Photon v0.13.0 with offload
Dmitry Olshansky
dmitry.olsh at gmail.com
Wed Sep 3 07:32:59 UTC 2025
On Monday, 1 September 2025 at 10:22:03 UTC, IchorDev wrote:
> On Monday, 18 August 2025 at 15:20:14 UTC, Dmitry Olshansky
> wrote:
>> ```d
>> void main() {
>> startloop();
>> go({
>> goOnSameThread({
>> writeln("Blocking computation");
>> writeln("Integral:", gauss(0.0, 10.0, x => x*x,
>> 1e-7));
>> });
>> });
>> runFibers();
>> }
>> ```
>
> One thing that I think could really be improved about Photon is
> these funny symbol names.
The fact those symbols even exist in the first place is because
the
initial plan was to wrap the D runtime entry point into the
following:
```d
startloop();
go({
Dmain(argc, argv);
});
runFibers();
```
But convincing people to try use custom druntime is perishable.
Technically this could still be achieved without hacking Druntime
a-la:
```d
void main() {
runPhoton({
go({...});
});
```
with runPhoton doing setup and tear down before running the
closure as the first fiber.
> - `startloop` is all-lowercase. It's two words so shouldn't it
> be `startLoop`?
It used to start eventloop, now it doesn't so I'd scrap the name
altogether.
> - `go` doesn't actually do any 'go-ing' right away, since
> fibres are deferred; so it's a little misleading. Maybe it
> could be more like `schedule`?
It actually does going right away it's just that "root" fibers
wait until we start the scheduler. All subsequent fibers are run
exactly in the style of Go lang.
> - `goOnSameThread` is hyper-explicit compared to `go`, but its
> name still didn't help me understand it until I read the docs.
> Perhaps `goSync` or `scheduleSync` would be more intuitive?

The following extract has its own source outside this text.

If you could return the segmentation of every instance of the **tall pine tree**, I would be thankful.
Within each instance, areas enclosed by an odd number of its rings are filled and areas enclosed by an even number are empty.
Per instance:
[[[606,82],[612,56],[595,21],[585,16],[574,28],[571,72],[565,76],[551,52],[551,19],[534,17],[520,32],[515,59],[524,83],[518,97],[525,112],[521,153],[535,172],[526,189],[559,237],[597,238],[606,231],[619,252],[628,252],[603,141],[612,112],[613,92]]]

Sync what? :) It's a horrible functionality and has a horrible
name to fit.
go starts fiber on *some* core, goOnSameThread runs on the same
core that it's called from.
> - `runFiber` is an unfortunate victim of the American-English
> disease. It would be nice to have an alias for 'fibre', which
> is the spelling used in the rest of the English-speaking world.
Aliases are just more cognitive load for everybody. runScheduler
might be better.
> Would also be great to have a function named something like
> 'end loop' that cleans up everything that the library uses
> internally and allows Photon to be freshly re-initialised with
> `startloop` again later. This would be essential to using
> Photon in a modular environment. If Photon is no longer needed,
> then we don't want it hogging resources until the process dies.
> Obviously calling such a function should not work within a
> fibre.
Mostly in unittests. It's something I've been looking into but
for now I've made startloop idempotent on reinitialization. The
fact that photon is tied to globals such as file descriptors and
syscalls on these makes it somewhat less amenable to deinitialize.